The handbook
Wallstreet is a lending protocol on Solana. You deposit USD1, it is lent against tokenized US equities posted as collateral, and the yield flows back to you. No new stablecoin, no lockups.
How it works
The protocol connects two sides of a market. Depositors bring USD1 they want to earn on; borrowers bring tokenized equities they want to keep exposure to while unlocking liquidity.
- Deposit. You deposit USD1 into the vault. It already exists as a stablecoin, so nothing new is minted.
- Lend. The vault lends your USD1 to borrowers who post tokenized US equities as over-collateralized security.
- Earn. Borrowers pay interest. That interest is the yield, and it accrues to your position.
- Redeem. Your position is liquid. Withdraw your USD1 plus accrued yield at any time.
The vault
Deposited USD1 sits in a non-custodial, on-chain vault. Nobody takes custody of your funds — the vault is a smart contract, and every position, loan and rate is verifiable on Solana.
Collateral & equities
Loans are secured by tokenized US equities — real shares (Apple, Nvidia, Tesla, the S&P 500 and more) issued on-chain, priced live by oracles. Borrowers must stay over-collateralized: the value of their posted stocks always exceeds what they borrow.
If a borrower's collateral falls too close to their debt, the position is liquidated automatically to protect depositors. Your USD1 is backed by real, liquid assets at all times.
Yield & rates
Yield comes from the interest borrowers pay to borrow USD1 against their equities. It is variable — set by supply and demand for USD1 in the market — and paid continuously to your position.
| Parameter | Value |
|---|---|
| Deposit asset | USD1 |
| Collateral | Tokenized US equities |
| Yield source | Borrow interest |
| Yield type | Variable |
| Lockup | None |
| Network | Solana |
The $WALL token
$WALL is the protocol token, paired to USD1 from launch. As more dollars go to work through Wallstreet, $WALL is designed to capture the growth of the protocol.

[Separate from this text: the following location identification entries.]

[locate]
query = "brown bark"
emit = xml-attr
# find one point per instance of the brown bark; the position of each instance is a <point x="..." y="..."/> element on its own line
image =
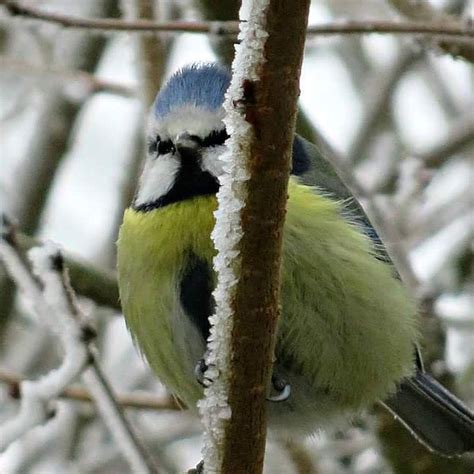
<point x="256" y="300"/>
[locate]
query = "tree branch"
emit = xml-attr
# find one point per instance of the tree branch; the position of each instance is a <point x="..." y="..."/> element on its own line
<point x="422" y="10"/>
<point x="459" y="136"/>
<point x="92" y="282"/>
<point x="248" y="233"/>
<point x="223" y="28"/>
<point x="55" y="304"/>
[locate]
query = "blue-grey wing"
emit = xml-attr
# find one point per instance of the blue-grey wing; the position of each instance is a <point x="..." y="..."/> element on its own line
<point x="314" y="169"/>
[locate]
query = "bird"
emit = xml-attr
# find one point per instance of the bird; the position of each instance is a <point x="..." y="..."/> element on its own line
<point x="348" y="330"/>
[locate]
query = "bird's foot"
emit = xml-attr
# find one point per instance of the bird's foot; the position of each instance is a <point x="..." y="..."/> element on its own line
<point x="280" y="390"/>
<point x="200" y="373"/>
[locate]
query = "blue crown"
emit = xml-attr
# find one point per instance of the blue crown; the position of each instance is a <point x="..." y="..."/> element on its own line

The token launches on Solana with liquidity paired directly against USD1. Contract address: published at launch.
Risks
- Smart-contract risk. The protocol is code. Bugs or exploits, while mitigated by audits, can never be fully ruled out.
- Collateral risk. Tokenized equities can move sharply. Liquidations protect depositors but extreme volatility carries residual risk.
- Rate risk. Yield is variable and can fall to zero if borrowing demand dries up.
- Regulatory risk. Tokenized securities operate in an evolving regulatory environment.
FAQ
Wallstreet is a decentralized protocol for lending USD1 against tokenized equities on Solana. Nothing in this document is financial advice, an offer, or a solicitation. Tokenized equities, lending and digital assets carry risk, including the loss of principal. Yields are variable and not guaranteed. Always do your own research.